Le récent voyage du couple princier au Canada soulève des questions sur la monarchie constitutionnelle du Canada et de son utilité dans la gestion de l'État. Nous devrions nous poser la question à savoir s'il n'était pas temps pour nous de dire au revoir à Sa Majesté et de remplacer le portrait de la Reine sur nos billets de 20$ ainsi que sur nos pièces de monnaie!

En effet, le rôle de la reine d'Angleterre est plus symbolique que d'autre chose.

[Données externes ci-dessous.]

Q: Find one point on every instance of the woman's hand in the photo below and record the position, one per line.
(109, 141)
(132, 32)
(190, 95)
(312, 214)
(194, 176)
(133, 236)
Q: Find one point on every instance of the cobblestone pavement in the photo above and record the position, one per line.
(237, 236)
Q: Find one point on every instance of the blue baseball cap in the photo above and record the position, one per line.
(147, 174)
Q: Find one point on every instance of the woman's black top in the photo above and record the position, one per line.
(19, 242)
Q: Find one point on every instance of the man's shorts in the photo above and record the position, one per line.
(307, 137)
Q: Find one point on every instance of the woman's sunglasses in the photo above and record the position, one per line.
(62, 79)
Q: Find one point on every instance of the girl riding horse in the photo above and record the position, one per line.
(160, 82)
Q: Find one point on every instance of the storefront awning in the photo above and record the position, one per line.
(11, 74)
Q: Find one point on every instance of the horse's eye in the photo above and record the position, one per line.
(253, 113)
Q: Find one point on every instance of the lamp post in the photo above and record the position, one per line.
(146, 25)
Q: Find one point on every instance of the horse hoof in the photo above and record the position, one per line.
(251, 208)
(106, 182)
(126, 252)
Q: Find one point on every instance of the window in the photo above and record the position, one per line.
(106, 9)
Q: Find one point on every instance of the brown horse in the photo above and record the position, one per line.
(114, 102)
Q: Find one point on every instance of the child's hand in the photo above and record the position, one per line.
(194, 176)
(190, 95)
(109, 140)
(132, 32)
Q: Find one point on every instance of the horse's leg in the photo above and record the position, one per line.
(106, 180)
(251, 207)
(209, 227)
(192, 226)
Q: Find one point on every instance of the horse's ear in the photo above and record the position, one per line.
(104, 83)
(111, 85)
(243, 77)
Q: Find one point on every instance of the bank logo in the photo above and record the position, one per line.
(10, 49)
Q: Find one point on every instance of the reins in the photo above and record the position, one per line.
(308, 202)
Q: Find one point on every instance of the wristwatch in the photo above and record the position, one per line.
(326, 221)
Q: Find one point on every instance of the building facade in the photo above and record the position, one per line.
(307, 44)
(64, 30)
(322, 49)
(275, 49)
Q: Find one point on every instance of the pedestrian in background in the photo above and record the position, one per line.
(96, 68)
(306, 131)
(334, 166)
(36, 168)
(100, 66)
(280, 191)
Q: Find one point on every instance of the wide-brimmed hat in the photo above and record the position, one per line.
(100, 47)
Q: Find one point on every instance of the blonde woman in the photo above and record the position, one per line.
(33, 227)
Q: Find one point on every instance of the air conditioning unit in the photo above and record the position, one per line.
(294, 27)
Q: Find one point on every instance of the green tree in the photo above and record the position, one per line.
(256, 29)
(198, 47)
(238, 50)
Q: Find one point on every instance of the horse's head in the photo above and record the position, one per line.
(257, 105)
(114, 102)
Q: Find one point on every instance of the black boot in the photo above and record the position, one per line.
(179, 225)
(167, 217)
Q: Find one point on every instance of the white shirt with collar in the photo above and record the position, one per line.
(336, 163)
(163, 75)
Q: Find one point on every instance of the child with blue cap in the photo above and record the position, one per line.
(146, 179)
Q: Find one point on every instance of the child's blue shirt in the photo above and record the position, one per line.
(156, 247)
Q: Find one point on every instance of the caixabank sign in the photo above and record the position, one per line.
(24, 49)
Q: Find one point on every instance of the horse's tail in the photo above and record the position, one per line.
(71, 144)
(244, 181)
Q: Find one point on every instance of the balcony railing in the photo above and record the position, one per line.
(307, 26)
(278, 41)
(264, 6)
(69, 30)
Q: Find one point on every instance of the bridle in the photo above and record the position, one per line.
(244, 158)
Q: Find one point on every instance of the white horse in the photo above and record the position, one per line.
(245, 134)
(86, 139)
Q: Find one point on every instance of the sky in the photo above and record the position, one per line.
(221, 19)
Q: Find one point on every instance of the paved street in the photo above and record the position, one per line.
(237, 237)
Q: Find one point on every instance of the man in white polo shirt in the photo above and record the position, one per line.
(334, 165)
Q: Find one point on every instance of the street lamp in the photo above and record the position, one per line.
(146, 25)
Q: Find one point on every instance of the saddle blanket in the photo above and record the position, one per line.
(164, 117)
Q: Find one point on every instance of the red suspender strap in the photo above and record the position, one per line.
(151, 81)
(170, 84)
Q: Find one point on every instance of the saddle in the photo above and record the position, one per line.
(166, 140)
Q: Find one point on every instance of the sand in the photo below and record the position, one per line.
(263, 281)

Elle est en fait la chef de l'État canadien. Contrairement à ce que bien des gens pourraient penser, le premier ministre du Canada n'est pas le chef d'État, mais bien le chef du gouvernement. Il y a une nuance à noter ici. Élisabeth II a donc sur papier un droit de veto sur toutes les lois qui sont votées par les parlementaires à Ottawa. Elle doit, via son représentant au Canada, le gouverneur général, donner son approbation sur chaque loi. C'est ce qu'on appelle la sanction royale. De ce que je sais, elle n'a jamais refusé de donner la sanction royale, c'est pour ça qu'on peut dire que c'est plus un symbole. Il en va de même pour les nominations au Conseil privé, madame doit donner son approbation.

L'abolition de notre monarchie ne serait pas une mince affaire. Ça prendrait la modification de la Constitution et Dieu sait qu'au Canada c'est difficile de modifier ce texte sacré! On a qu'à regarder les exemples du passé. Ensuite, il faudrait se poser la question qu'est-ce qu'on ferait pour la remplacer? Le système républicain pourrait être une option, mais ça demeure un autre débat. Une chose est sûre, c'est que ça ne serait que bénéfique pour le pays.

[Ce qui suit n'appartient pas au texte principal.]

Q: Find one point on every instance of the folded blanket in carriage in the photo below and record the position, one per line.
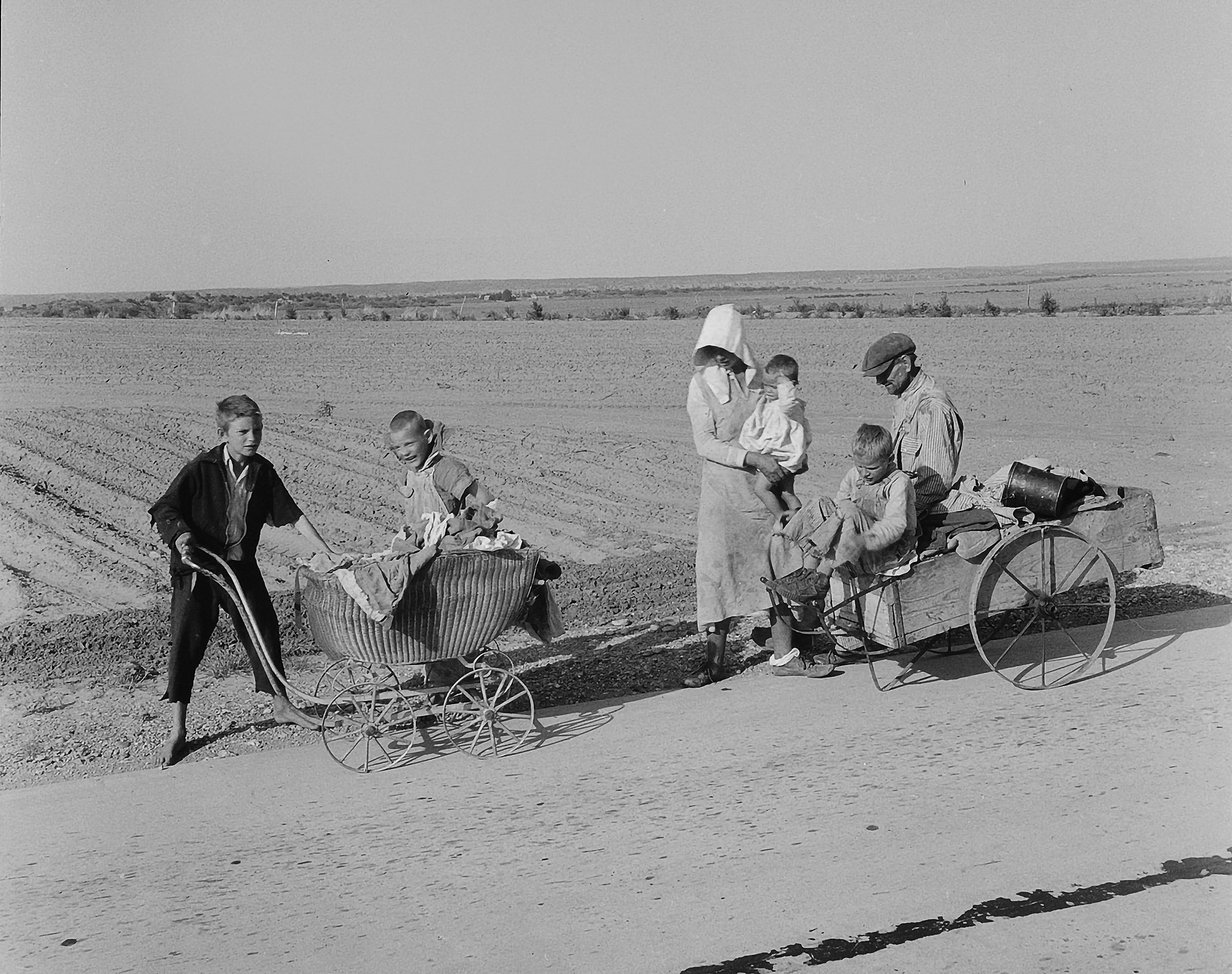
(376, 583)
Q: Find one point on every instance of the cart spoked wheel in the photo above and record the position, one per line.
(370, 727)
(491, 716)
(1069, 587)
(348, 673)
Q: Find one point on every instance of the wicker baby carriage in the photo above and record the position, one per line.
(375, 705)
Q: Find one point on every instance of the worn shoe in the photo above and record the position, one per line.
(703, 677)
(795, 667)
(799, 667)
(802, 585)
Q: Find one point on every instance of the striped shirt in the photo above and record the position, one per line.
(928, 440)
(239, 489)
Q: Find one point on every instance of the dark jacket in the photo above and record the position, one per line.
(196, 501)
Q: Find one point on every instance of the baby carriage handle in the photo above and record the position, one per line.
(235, 590)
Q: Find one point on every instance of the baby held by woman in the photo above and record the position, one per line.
(779, 429)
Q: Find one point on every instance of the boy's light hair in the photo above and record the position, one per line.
(413, 423)
(783, 365)
(235, 408)
(873, 442)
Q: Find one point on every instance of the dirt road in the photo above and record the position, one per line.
(673, 833)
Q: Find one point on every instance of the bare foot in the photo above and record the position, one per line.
(285, 713)
(173, 749)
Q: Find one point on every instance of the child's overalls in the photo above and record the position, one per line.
(420, 495)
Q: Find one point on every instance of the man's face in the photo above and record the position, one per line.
(410, 447)
(897, 376)
(243, 438)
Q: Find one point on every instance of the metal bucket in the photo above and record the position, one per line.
(1044, 494)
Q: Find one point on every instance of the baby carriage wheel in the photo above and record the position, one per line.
(348, 673)
(370, 727)
(488, 717)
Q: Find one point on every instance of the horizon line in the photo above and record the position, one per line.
(706, 276)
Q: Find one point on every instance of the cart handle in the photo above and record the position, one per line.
(235, 590)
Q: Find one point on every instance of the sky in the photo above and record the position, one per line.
(249, 143)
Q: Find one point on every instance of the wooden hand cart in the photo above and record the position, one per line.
(375, 707)
(1039, 605)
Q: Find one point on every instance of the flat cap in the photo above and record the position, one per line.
(884, 352)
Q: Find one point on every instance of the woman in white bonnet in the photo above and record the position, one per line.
(734, 525)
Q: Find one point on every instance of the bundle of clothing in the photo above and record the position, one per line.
(376, 583)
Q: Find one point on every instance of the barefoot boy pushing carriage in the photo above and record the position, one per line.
(220, 501)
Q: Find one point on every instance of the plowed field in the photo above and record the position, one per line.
(578, 426)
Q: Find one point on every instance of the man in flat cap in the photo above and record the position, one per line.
(927, 427)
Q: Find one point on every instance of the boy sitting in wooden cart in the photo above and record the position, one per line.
(868, 529)
(220, 501)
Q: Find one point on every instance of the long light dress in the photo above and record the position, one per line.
(734, 525)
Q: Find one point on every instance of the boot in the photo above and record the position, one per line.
(711, 671)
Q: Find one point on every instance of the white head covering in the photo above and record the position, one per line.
(724, 329)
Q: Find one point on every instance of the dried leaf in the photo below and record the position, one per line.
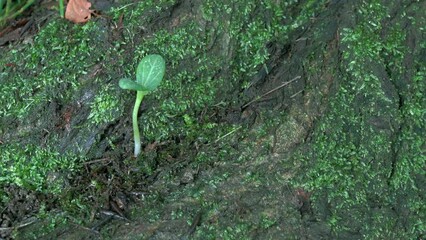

Outre le fait que nous allons sauver pas mal de sous avec l'abolition entre autres des postes de gouverneur général et de lieutenant-gouverneur, des voyages royaux et de tous les autres frous-frous rattachés à la royauté, nous assisterions aussi à une baisse de l'appui au mouvement souverainiste. Une des choses qui agace, voire dégoûte certains indépendantistes, c'est l'attachement inconditionnel des Canadiens anglais à la monarchie. Je peux les comprendre, car quand on accepte un immigrant ici, il doit porter allégeance à la Reine et non au Canada, pourquoi? Lorsque quelqu'un s'enrôle dans l'armée, il doit porter allégeance à la Reine, pourquoi? On envoie nos soldats défendre les valeurs du Canada et non celles de l'Angleterre. Donc si on se disait «Portons allégeance au Canada» plutôt qu'à la Reine et au Royaume-Uni, je crois que ça l'aiderait à réduire le sentiment de non-appartenance envers le Canada.

L'auteur, Gabriel Méthot, est étudiant en économie et en politique à l'Université d'Ottawa.